The shares climbed 9.2 percent to HK$19.64 at 11:06 a.m. local time, beating the 0.8 percent gain in the benchmark Hang Seng index. Goldwind shelved the sale on June 14, citing poor market conditions. The Hang Seng has since advanced 15 percent.
Goldwind, already listed on the smaller of mainland China’s two stock exchanges in Shenzhen, plans to use the sale proceeds to expand production capacity and become one of the world’s top three wind-turbine makers in five years. The net proceeds are about HK$6.8 billion ($877 million), the Urumqi, Xinjiang-based company said in a statement to the Hong Kong exchange yesterday.
“This company has a good market position in China and it’s benefitting from government policy encouraging the use of wind power,” said Dennis Lam, an analyst at DBS Vickers Hong Kong Ltd. “It’s a good-quality company. The market earlier this year in Hong Kong was affected by the financial crisis in Europe, so it’s no surprise that with the recovery the stock has been well received by investors.”

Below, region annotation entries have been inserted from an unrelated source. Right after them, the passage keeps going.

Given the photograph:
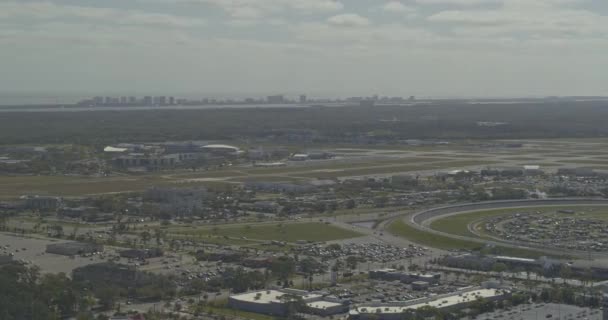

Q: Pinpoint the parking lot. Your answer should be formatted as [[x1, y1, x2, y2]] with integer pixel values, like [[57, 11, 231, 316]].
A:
[[475, 303, 602, 320]]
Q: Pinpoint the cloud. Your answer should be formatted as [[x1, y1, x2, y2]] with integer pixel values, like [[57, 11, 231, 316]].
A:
[[427, 0, 608, 40], [382, 1, 416, 14], [159, 0, 344, 18], [0, 1, 205, 28], [327, 13, 370, 27], [415, 0, 502, 6]]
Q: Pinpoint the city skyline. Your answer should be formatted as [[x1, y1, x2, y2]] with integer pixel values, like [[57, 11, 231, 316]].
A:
[[0, 0, 608, 97]]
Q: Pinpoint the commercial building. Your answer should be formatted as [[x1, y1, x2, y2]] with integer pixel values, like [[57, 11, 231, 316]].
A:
[[46, 242, 103, 256], [72, 262, 139, 285], [119, 249, 163, 259], [369, 269, 441, 284], [201, 144, 242, 156], [21, 196, 61, 212], [228, 289, 348, 316], [349, 287, 510, 320]]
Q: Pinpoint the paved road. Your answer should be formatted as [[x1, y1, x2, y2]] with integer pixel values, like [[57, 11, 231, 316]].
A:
[[409, 198, 608, 258]]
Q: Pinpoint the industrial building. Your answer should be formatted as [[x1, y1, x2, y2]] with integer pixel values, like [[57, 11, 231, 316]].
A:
[[72, 262, 140, 285], [228, 289, 348, 316], [201, 144, 242, 156], [119, 248, 163, 260], [46, 242, 103, 256], [349, 287, 510, 320], [369, 269, 441, 284]]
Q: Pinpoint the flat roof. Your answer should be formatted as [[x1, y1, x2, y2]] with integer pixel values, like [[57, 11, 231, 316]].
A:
[[494, 256, 536, 262], [355, 289, 503, 313], [306, 301, 342, 309], [230, 290, 322, 303], [201, 144, 239, 150]]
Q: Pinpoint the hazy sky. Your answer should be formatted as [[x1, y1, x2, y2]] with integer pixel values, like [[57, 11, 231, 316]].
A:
[[0, 0, 608, 96]]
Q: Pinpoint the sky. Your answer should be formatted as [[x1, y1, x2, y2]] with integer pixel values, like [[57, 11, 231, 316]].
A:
[[0, 0, 608, 97]]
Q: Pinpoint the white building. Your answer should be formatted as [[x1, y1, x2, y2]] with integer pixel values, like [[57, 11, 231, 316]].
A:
[[228, 289, 348, 316], [349, 287, 510, 320]]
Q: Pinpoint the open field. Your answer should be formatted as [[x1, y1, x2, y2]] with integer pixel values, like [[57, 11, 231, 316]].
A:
[[430, 206, 608, 237], [168, 222, 361, 242], [5, 139, 608, 199], [388, 220, 546, 258]]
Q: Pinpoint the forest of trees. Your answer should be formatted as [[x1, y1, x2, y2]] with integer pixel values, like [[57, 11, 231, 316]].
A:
[[0, 101, 608, 145]]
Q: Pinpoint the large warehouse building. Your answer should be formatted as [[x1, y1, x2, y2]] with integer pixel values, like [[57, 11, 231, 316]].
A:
[[349, 287, 510, 320], [228, 289, 348, 316], [46, 242, 103, 256]]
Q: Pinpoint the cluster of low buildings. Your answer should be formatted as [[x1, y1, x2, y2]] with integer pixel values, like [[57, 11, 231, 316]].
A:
[[349, 287, 510, 320], [296, 243, 426, 262], [484, 210, 608, 252], [228, 286, 510, 320], [228, 289, 348, 316], [439, 253, 608, 280], [104, 141, 243, 170]]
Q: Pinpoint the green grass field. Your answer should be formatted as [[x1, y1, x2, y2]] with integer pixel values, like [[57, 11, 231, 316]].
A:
[[388, 220, 547, 258], [431, 206, 608, 237], [388, 220, 483, 250], [168, 222, 361, 242]]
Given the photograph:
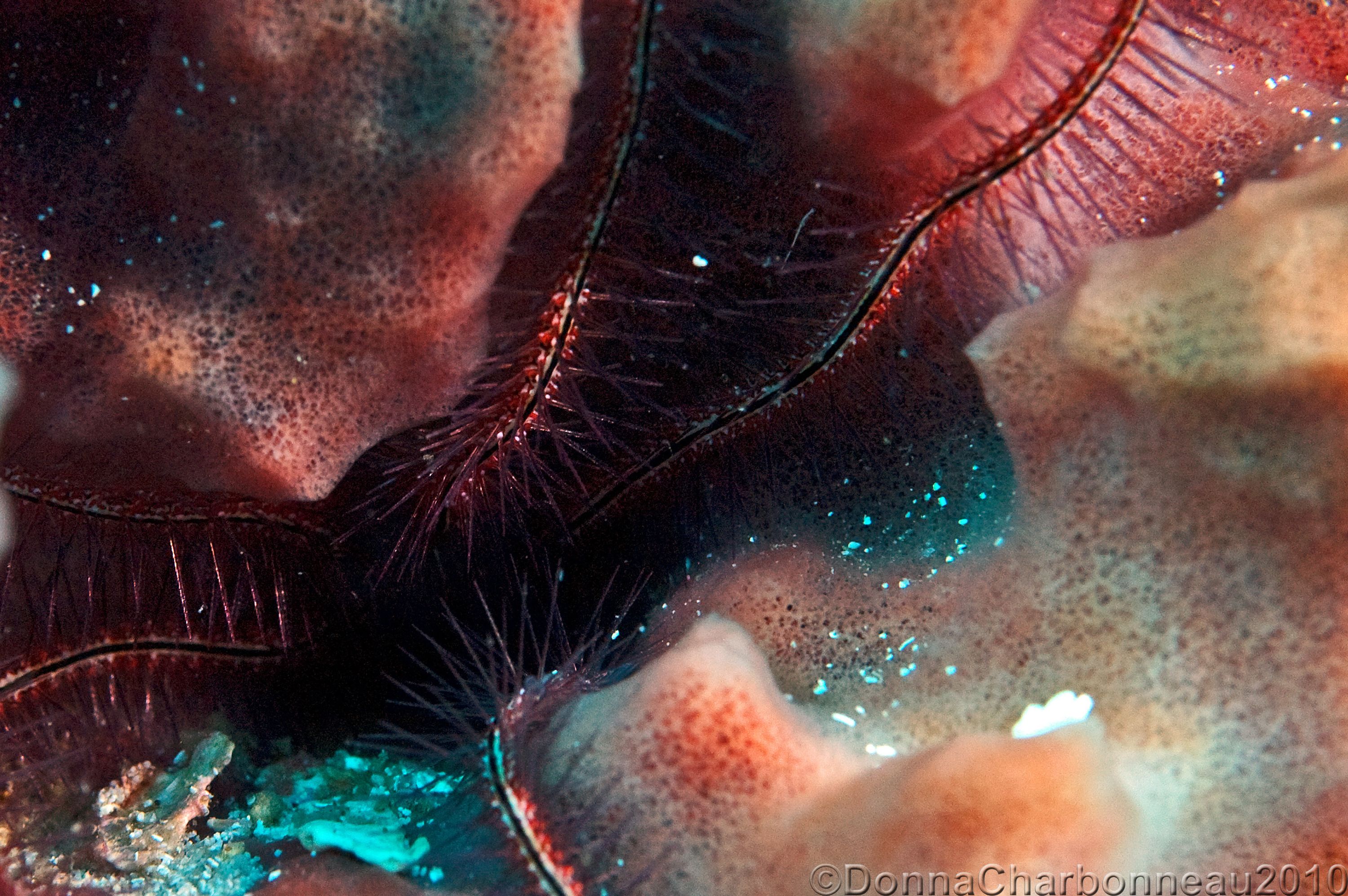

China, the world’s biggest polluter, may spend about 5 trillion yuan in the next decade developing cleaner sources of energy to reduce emissions from burning oil and coal. China erected more wind turbines in 2009 than any other country and may install a record 18 gigawatts of wind-power capacity this year, Bloomberg New Energy Finance estimates show.
Profit May Rise
The stock rose 3 percent to 19.83 yuan in Shenzhen trading, outpacing the 2.6 percent gain in the benchmark Shenzhen Composite Index.
Goldwind will likely increase consolidated profit by at least 26 percent to 2.2 billion yuan ($330 million) this year, the company said in June. Revenue totaled 10.7 billion yuan last year, with China accounting for 99 percent of sales. About 44 million yuan of revenue came from overseas.
Moody’s Investors Service put China’s debt rating on review for a possible upgrade today, spurring Chinese stocks. The ratings company cited the country’s growth outlook and its ability to absorb losses from last year’s surge in bank lending.